Collect
The Collect step in Snappit is designed for extracting structured lists of data across multiple pages. It enables users to crawl paginated content—such as product listings, search results, or directories—by repeatedly collecting data from consistent DOM structures and moving through pages automatically.
📥 Purpose
To gather a list of structured items from one or more pages by identifying repeatable container elements and their subfields.
🧭 Behavior
- Identifies container elements (e.g., product cards, listing items)
- Extracts data from specified sub-targets within each container (e.g., title, price, rating)

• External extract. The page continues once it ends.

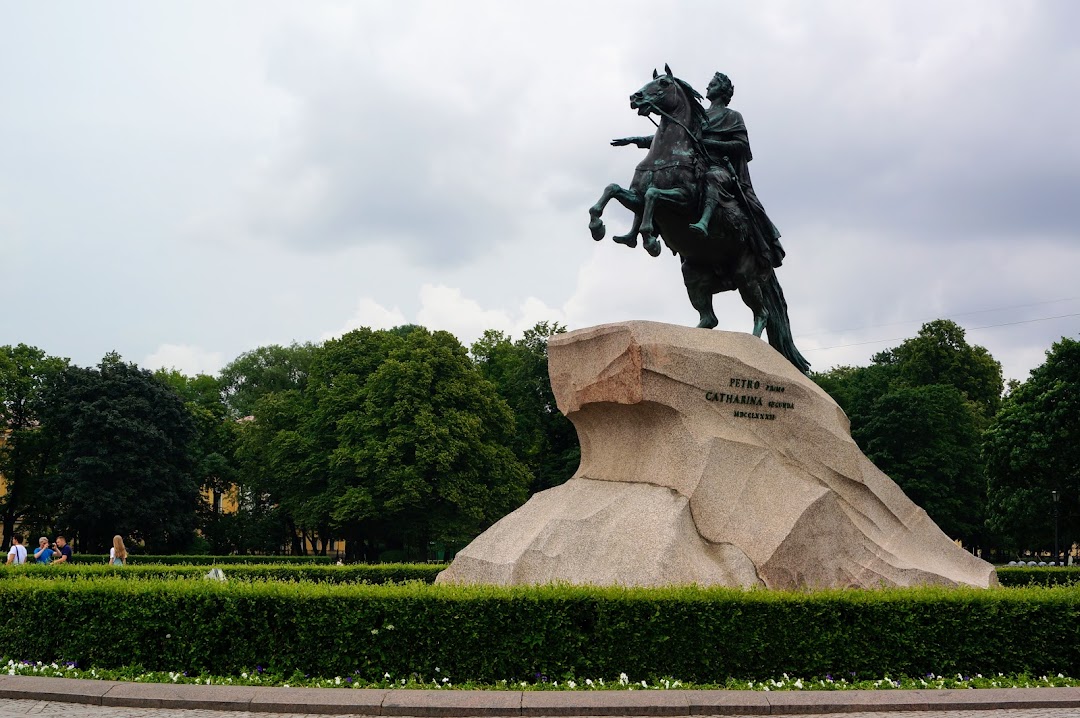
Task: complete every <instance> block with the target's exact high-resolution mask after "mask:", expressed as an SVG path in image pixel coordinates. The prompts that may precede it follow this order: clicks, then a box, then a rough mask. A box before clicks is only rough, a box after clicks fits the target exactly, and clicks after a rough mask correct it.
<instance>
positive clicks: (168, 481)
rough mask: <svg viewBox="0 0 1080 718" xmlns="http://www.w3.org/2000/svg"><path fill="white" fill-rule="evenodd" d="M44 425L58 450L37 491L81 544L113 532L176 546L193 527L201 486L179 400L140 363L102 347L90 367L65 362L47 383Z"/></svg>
mask: <svg viewBox="0 0 1080 718" xmlns="http://www.w3.org/2000/svg"><path fill="white" fill-rule="evenodd" d="M50 393H51V395H50V397H49V399H48V402H46V405H48V406H46V409H45V411H44V416H43V421H42V423H43V428H44V430H45V432H46V434H48V436H49V439H50V442H51V443H52V445H53V446H55V447H56V450H57V465H56V472H55V473H54V474H52V475H50V476H49V478H48V480H46V483H45V486H43V487H42V490H43V495H44V497H45V498H46V500H48V501H49V502H50V504H51V505H52V506H54V510H55V514H56V526H57V527H58V528H59V529H60V530H65V531H68V532H69V534H70V533H73V534H75V536H76V537H77V538H78V541H79V545H80V550H81V551H83V552H87V551H100V550H103V548H106V547H107V546H108V545H109V544H110V540H111V537H112V536H113V534H116V533H119V534H121V536H124V537H130V538H132V539H134V540H136V541H143V542H145V543H146V546H147V547H148V548H150V550H158V551H170V552H174V551H177V550H183V548H184V547H185V546H187V545H188V544H189V543H190V542H191V540H192V539H193V536H194V528H195V507H197V503H198V501H199V489H198V485H197V484H195V482H194V479H193V478H192V460H191V453H190V443H191V442H192V439H193V438H194V436H195V425H194V421H193V420H192V418H191V415H190V414H189V412H188V411H187V409H186V408H185V405H184V401H183V399H181V398H180V396H179V395H178V394H177V393H176V392H175V391H174V390H173V389H172V388H171V387H168V385H167V384H166V383H164V382H163V381H161V380H160V379H158V378H156V377H154V376H153V375H151V374H150V372H149V371H147V370H146V369H140V368H138V367H136V366H135V365H134V364H126V363H124V362H123V361H122V360H121V358H120V356H119V355H117V354H107V355H106V356H105V358H104V360H103V361H102V363H100V364H99V365H98V366H97V367H95V368H81V367H75V366H70V367H66V368H65V369H64V370H63V371H62V372H60V375H59V377H58V378H57V381H56V382H55V383H54V384H52V387H51V389H50Z"/></svg>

- Navigates to the next page after collecting current page’s data
- Repeats this process until max pages are reached or no more pages exist
- Outputs a list of collected items
⚙️ Configuration
Field | Description |
---|---|
container | A DOM element that wraps each item (e.g., product card) |
targets | List of sub-elements within the container to collect (e.g., price, name) |
nextPageButton | The clickable target that navigates to the next page |
maxPages | (Optional) Maximum number of pages to crawl (defaults to 5 ) |
✅ Use Cases
- Collecting product listings from e-commerce sites
- Scraping job postings from paginated directories
- Gathering reviews or comments from forums
- Crawling blog archives
The Collect step streamlines complex data-gathering tasks by turning repetitive navigation and extraction into a single powerful action that outputs a structured List of items.